Crere Sulace stood above him, having anticipated the shift. "Get up," he ordered. He led Mauritane farther along the hallway until it widened into a large sitting room with floor-to-ceiling windows across the south wall. The windows were open to let in the full light of day, despite the fact that day light, by Mauritane's reckoning, was still at least two hours away. Deep green velvet curtains hung partly drawn over the casements, casting the room in an odd emerald hue. A stunningly beautiful woman, of roughly the same age as Crere Sulace, sat knitting on a divan by the window. She looked up quizzically as Mauritane was marched into the room.

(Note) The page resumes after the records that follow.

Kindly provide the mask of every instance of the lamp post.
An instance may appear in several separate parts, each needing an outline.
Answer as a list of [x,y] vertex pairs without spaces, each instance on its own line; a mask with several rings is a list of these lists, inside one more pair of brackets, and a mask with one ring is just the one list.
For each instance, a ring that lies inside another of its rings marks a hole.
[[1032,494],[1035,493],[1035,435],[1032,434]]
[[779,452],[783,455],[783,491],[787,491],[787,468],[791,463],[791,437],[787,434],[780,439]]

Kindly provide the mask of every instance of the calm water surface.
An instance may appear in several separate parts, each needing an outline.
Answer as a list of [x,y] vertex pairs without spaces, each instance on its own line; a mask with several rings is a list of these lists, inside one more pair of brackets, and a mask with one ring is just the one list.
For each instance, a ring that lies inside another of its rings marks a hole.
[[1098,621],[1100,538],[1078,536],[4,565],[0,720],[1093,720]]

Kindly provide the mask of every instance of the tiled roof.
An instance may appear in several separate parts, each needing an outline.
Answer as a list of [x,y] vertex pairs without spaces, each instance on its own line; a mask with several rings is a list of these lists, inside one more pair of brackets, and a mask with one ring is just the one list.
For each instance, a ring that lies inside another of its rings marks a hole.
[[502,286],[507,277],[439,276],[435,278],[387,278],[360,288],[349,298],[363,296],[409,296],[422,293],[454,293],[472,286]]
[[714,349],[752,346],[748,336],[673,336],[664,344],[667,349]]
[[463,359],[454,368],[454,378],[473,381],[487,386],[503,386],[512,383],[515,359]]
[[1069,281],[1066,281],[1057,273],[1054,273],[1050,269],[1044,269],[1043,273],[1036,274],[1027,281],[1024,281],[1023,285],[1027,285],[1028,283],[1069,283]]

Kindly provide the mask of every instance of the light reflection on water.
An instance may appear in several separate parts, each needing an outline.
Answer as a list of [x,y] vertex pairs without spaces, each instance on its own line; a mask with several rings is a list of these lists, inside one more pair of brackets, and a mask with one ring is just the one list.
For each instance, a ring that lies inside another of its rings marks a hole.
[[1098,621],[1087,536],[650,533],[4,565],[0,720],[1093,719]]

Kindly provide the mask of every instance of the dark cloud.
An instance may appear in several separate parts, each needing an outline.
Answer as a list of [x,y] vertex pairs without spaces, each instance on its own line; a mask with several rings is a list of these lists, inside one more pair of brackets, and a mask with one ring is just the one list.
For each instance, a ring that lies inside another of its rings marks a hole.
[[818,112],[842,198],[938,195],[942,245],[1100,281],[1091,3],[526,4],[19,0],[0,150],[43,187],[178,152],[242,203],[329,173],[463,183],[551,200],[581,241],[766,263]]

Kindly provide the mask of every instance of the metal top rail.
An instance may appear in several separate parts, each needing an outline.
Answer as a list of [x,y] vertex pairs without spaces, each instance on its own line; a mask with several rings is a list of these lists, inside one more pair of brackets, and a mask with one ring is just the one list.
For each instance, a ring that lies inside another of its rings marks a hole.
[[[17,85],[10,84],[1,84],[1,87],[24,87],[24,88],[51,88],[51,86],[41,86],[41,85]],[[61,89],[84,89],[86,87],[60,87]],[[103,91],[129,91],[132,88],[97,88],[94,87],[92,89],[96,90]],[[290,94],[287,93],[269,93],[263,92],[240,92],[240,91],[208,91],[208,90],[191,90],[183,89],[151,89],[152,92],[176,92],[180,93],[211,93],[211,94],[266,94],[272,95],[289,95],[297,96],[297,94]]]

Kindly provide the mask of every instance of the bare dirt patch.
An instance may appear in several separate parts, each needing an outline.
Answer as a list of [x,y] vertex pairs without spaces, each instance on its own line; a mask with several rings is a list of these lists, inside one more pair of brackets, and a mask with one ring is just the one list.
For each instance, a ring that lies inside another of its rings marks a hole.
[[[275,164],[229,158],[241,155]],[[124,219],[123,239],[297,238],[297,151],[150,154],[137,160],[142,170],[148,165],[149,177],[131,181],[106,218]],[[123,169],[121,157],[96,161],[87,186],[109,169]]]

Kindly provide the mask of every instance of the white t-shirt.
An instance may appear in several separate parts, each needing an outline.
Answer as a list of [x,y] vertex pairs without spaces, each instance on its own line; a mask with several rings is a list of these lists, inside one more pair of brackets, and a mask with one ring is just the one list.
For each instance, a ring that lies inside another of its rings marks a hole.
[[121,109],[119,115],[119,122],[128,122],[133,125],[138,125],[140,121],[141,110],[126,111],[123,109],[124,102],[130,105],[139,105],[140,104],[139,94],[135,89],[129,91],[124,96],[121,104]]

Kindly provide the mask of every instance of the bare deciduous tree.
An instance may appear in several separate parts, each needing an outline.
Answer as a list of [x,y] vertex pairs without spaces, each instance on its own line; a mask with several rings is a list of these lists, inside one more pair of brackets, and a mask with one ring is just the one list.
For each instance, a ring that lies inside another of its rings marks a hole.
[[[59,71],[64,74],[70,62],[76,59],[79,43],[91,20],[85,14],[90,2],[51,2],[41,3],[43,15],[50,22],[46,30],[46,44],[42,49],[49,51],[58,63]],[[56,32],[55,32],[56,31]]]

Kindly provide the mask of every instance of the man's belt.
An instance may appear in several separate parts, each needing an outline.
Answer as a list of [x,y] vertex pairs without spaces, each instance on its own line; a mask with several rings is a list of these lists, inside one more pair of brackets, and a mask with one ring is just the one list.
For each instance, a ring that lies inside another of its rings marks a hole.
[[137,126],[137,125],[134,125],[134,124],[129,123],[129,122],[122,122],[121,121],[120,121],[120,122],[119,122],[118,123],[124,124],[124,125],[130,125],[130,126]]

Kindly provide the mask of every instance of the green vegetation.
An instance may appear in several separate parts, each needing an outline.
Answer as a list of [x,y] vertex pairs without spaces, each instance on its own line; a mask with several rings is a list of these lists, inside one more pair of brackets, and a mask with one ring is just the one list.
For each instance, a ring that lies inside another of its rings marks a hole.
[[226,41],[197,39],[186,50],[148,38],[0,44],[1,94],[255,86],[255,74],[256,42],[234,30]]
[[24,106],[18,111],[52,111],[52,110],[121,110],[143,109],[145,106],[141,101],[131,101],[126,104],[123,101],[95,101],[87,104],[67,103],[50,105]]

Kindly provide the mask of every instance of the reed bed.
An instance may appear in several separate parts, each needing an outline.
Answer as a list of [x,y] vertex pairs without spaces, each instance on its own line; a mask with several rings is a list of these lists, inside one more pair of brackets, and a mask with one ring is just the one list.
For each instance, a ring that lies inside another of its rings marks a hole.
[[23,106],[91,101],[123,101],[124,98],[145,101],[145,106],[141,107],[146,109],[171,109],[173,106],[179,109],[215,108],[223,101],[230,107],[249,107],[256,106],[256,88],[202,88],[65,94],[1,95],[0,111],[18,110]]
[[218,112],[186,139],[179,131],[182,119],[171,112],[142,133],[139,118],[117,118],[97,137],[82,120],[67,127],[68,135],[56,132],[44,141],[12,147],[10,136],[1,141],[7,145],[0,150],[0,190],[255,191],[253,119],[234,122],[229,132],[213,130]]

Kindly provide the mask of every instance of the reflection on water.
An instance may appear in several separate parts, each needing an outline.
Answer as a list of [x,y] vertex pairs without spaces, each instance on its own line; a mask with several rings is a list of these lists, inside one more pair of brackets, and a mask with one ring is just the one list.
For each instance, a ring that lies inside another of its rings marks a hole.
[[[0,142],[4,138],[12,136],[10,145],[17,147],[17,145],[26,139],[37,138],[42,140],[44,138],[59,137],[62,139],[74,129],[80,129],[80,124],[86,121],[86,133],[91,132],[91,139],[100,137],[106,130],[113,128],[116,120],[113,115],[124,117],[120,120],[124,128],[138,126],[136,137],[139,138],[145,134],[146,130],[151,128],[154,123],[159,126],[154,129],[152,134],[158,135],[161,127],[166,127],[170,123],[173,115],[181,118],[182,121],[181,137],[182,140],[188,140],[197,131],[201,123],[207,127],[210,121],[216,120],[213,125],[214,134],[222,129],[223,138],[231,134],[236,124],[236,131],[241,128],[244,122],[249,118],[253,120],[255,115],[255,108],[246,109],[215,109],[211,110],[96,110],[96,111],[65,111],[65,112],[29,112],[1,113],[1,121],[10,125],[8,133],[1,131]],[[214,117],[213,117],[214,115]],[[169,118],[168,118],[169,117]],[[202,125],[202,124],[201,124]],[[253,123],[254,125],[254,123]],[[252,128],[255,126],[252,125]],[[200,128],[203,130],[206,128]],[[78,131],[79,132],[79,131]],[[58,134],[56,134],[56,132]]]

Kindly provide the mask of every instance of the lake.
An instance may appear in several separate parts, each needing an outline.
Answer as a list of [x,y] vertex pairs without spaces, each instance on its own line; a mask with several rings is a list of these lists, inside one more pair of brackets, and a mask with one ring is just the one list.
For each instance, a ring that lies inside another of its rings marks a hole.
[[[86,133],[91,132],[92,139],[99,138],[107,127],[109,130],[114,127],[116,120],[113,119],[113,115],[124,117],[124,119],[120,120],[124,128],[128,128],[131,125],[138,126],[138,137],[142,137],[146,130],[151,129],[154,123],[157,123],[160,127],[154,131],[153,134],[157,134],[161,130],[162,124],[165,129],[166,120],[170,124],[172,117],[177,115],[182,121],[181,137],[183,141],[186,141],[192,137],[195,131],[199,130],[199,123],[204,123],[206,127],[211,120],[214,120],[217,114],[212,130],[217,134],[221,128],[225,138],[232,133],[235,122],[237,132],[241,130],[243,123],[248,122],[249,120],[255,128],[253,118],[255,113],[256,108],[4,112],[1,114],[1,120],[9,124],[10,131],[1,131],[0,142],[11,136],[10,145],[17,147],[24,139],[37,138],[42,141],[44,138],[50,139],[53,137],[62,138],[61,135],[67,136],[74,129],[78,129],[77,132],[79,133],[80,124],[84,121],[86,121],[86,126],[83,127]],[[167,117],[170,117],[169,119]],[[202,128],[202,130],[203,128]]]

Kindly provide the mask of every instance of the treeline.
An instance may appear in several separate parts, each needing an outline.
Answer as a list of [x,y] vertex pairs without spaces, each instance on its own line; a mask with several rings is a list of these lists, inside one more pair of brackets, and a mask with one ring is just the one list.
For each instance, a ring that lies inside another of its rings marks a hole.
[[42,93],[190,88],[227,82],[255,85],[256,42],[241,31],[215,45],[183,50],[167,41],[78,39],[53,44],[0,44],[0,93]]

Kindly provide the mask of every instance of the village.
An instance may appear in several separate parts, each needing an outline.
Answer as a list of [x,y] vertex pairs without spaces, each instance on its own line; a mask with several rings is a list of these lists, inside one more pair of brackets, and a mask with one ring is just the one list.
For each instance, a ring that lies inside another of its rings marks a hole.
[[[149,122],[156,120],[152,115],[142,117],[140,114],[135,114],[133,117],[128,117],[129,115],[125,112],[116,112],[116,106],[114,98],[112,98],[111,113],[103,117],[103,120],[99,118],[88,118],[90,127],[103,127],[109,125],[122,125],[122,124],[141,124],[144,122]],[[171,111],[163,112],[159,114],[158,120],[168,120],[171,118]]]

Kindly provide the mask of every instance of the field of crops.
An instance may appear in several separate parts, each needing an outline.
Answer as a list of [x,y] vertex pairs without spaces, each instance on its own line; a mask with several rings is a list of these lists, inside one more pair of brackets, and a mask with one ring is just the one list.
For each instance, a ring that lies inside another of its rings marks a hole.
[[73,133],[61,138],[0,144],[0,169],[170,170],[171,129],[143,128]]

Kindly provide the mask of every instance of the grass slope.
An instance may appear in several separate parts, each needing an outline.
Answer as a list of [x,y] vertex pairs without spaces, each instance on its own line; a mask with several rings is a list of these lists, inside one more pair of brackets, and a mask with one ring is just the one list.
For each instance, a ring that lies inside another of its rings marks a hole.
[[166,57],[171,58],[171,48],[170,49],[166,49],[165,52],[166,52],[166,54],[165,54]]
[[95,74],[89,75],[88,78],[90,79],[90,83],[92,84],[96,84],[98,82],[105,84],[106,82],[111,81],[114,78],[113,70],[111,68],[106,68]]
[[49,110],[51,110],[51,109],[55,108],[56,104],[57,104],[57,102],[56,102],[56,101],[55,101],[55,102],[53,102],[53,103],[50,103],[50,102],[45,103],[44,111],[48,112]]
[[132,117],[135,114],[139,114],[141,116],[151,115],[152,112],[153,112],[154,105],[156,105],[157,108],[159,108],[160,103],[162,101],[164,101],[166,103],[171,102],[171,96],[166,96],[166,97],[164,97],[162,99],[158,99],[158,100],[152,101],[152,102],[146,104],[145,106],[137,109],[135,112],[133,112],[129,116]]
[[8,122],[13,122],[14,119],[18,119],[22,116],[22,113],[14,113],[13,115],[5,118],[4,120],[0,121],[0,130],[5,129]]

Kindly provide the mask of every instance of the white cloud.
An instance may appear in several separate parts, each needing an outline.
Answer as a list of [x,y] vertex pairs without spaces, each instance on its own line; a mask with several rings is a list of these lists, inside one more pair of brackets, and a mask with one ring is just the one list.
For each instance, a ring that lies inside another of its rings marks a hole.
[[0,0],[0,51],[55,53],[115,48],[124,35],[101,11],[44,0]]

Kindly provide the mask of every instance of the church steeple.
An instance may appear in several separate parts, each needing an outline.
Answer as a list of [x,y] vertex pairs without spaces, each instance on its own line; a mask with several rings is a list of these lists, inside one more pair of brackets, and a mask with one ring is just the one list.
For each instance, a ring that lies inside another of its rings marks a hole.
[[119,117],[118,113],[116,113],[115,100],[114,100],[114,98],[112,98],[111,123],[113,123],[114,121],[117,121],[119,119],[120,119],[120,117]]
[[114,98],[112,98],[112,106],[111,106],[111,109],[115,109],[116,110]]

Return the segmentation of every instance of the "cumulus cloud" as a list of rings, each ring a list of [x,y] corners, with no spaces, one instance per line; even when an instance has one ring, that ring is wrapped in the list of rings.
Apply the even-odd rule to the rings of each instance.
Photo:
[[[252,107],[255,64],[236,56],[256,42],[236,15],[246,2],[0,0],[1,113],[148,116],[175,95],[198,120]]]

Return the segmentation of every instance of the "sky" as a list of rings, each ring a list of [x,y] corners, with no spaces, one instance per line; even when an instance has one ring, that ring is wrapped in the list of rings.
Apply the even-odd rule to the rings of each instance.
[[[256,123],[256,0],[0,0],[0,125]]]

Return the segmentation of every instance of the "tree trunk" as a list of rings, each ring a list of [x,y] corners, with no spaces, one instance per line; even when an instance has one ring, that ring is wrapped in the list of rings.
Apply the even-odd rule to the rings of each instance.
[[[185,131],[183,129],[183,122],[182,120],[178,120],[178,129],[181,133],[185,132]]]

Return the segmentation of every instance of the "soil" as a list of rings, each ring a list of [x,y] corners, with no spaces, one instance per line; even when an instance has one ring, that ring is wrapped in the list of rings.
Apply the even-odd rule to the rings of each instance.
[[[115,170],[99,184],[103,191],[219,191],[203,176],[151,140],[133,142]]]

When Mauritane saw her there was a brief flash of recognition, although he could not say from where. Her ears were long and delicately pointed, and a gem-encrusted tiara nestled in her tightly woven blonde hair.

"Husband," she said, looking back at her knitting. "You should clean your blade. You appear to have something on it."

Crere Sulace chuckled. "It is an intruder I found in the courtyard passageway. I was just leading it to the dungeon."

Sulace's wife looked up again. "An intruder? How delightful. Do you suppose he's come to ravish me?"

"Again you overestimate your charms, wife. No, this one is a madman; he claims to have come from the future." He tickled Mauritane's neck with the point of his blade.

"Ah, an intruder from the future! Now, that is novel. Must you dispose of him so readily, husband? Perhaps he can tell us who will win the Unseelie war or what the price of tulips shall be in Firstcome!"

"To which Unseelie war do you refer?" asked Mauritane.